ChatGPT and Elasticsearch: APM Tools, Performance and Cost Analysis

Author: LUCA WINTERGERST

In this blog, we will test a Python application using OpenAI and analyze its performance and the cost of running the application. Using the data collected from the application, we will also show how to integrate LLMs into your application.

In a previous blog post , we built a small Python application that queries Elasticsearch using a combination of vector search and BM25 to help find the most relevant results in a proprietary dataset. The top results are then passed to OpenAI, which answers the question for us.

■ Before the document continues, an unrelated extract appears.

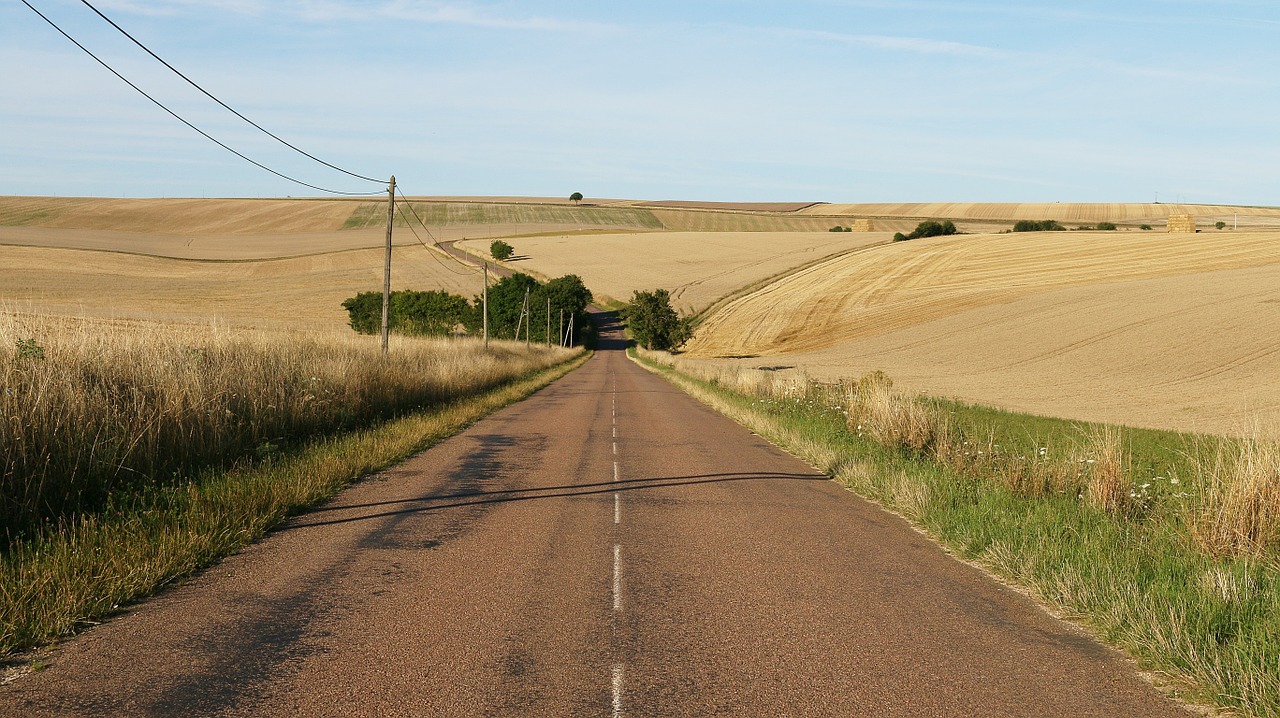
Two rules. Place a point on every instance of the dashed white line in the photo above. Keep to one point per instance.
(617, 690)
(617, 577)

In this blog, we will test a Python application using OpenAI and analyze its performance and the cost of running the application. Using the data collected from the application, we will also show how to integrate a large language model (LLM) into your application. As an added bonus, we'll try to answer the question: why does ChatGPT print its output verbatim?

Instrumenting applications using Elastic APM

If you've had a chance to try out our sample application , you may have noticed that the results from the search interface don't load as quickly as you'd expect.

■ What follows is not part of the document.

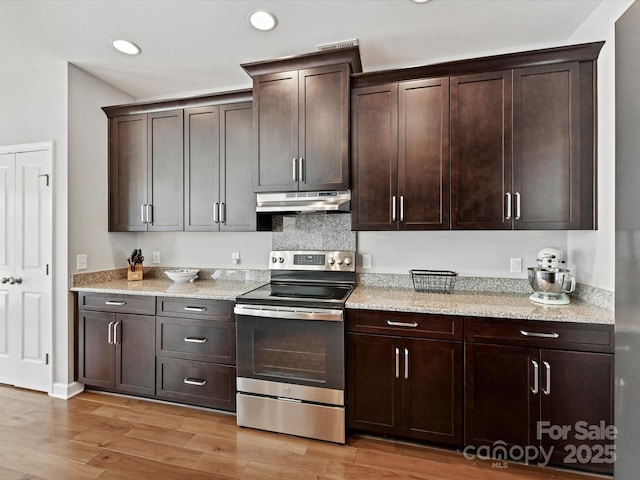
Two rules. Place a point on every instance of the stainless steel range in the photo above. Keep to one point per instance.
(291, 346)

The question now is whether this comes from our two-phase approach of running the query in Elasticsearch first, or whether the slow behavior comes from OpenAI, or whether it's a combination of the two.

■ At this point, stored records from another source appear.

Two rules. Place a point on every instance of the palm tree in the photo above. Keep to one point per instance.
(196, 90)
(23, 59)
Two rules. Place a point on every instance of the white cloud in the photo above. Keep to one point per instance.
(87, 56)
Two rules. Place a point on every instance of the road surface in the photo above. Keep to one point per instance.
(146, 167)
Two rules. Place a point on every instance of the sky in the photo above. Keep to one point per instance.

Using Elastic APM, we can easily instrument the application for a better look. Everything we need to do for detection is as follows (we'll show the full example at the end of the blog post and in the GitHub repository):

import elasticapm
# the APM Agent is initialized
apmClient = elasticapm.Client(service_name="elasticdocs-gpt-v2-streaming")

# the default instrumentation is applied
# this will instrument the most common libraries, as well as outgoing http requests
elasticapm.instrument()

Since our sample application uses Streamlit, we also need to start at least one transaction and eventually end it again. Additionally, we can provide information about the transaction results to APM so that we can properly track failures.

# start the APM transaction
apmClient.begin_transaction("user-query")

(...)



elasticapm.set_transaction_outcome("success")

# or "failure" for unsuccessful transactions
# elasticapm.set_transaction_outcome("success")

# end the APM transaction
apmClient.end_transaction("user-query")

That's it - that's enough to provide a full APM tool for our application. That being said, we're going to do a little extra work here to get some more interesting data.

In the first step, we add the user's query to the APM metadata. This way we can examine what users are trying to search for and can analyze some popular queries or reproduce errors.

elasticapm.label(query=query)

In our asynchronous method of talking to OpenAI, we will also add some more detections so that we can better visualize the tokens we receive, and collect additional statistics.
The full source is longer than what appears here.